Turning Your Mac Into a Search Engine
Spotlight is one of the more interesting, and (for me), useful features of Apple's Mac OSX. While it's superb with locating documents, programs, and the like, it really shines when it comes to the number if built-in and freely available plugins for use.
So, basically, you have an inbuilt system on Mac OS X which will allow you to search text files, html files, images, Word documents, PDF's, the list goes on and on. The really interesting bit (to me, at least) is that there's nothing to configure or tweak. If you are running a Mac, then everything copied over to the file system is automatically indexed, and made quickly available for searching- even from a web browser.
Setup
All that I am using here is Apache, PHP 5.2, and the command line Spotlight search application “mdfind”. All of these technologies are already built into OSX 10.5 and ready for use. All I ended up doing was creating a web interface to them.
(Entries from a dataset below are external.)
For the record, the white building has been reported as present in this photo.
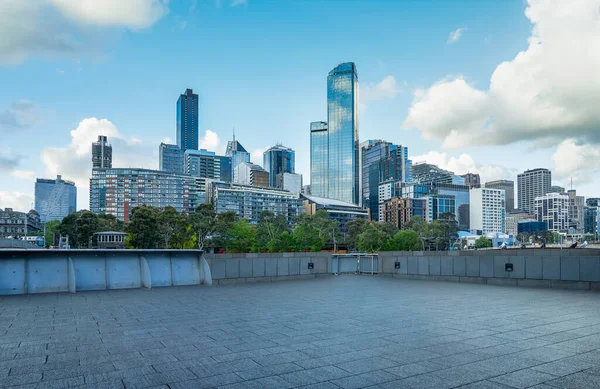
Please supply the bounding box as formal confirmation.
[469,188,506,234]
[533,193,569,232]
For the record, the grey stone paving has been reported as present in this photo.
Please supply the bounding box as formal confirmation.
[0,276,600,389]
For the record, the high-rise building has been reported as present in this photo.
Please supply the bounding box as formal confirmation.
[35,176,77,223]
[92,135,112,169]
[310,122,329,197]
[469,188,506,235]
[207,181,304,224]
[177,89,198,152]
[380,197,428,230]
[158,143,184,174]
[234,162,269,187]
[517,168,552,212]
[485,180,515,213]
[567,189,585,233]
[461,173,481,188]
[90,168,198,222]
[361,140,410,220]
[263,145,296,188]
[225,133,250,182]
[325,62,360,204]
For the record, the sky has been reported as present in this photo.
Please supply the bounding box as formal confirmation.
[0,0,600,211]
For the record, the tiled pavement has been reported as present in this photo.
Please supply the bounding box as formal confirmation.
[0,276,600,389]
Since Spotlight has its own database (sqlite), there is no need to anyfor any database connection. Also, since all of the importing is handled in the background, there's nothing to write or tweak. It just works. However, if you are wanting a little more control on how Spotlight searches your data, I'd recommend checking out the relevant Apple documentation or this helpful page with more information on Spotlight from the command line.
Web-ifying Search
Well, enough of the gushing about the searching capabilities, how can we turn this puppy into a document search repository?
basically, the PHP script will run a command line query and then output the results back to the screen. The configuration file (conf.php) will let you set the relevant paths so that all the correct links go to the right places.
The only caveat is that if you search for something silly (like the word “the” as the only search term), the script will take a long time for it to return any relevant results back to you. There should be a way to tie in an array of “stop words” to reject those searches, but adding that functionality in is left up to the discretion of the reader.
Install
Anyway, download a copy of it over over here and extract it.
Copy the search/ directory to the default web directory on the mac (normally, its /Library/WebServer/Documents/) so that the full path looks like:
/Library/WebServer/Documents/search
Drop some documents into the /Library/WebServer/Documents/search/documents/ directory. These can be .PDF files, Word documents, etc. Whatever you want to peek at.
Open your web browser and browse to http://localhost/search/index.php and make a search.
That really should be it. If you run into any issues, let me know.
Caveats
I seem to remember a while back having issues with search to function correctly under 10.4. This ended up being permissions issues in the httpd.conf file. 10.4's Apache run as the 'nobody' user. Switching to the 'www' user fixed the issue. If that does not do it for you, try running Apache as a standard user and see if you run into any issues with it.
Enjoy!
tom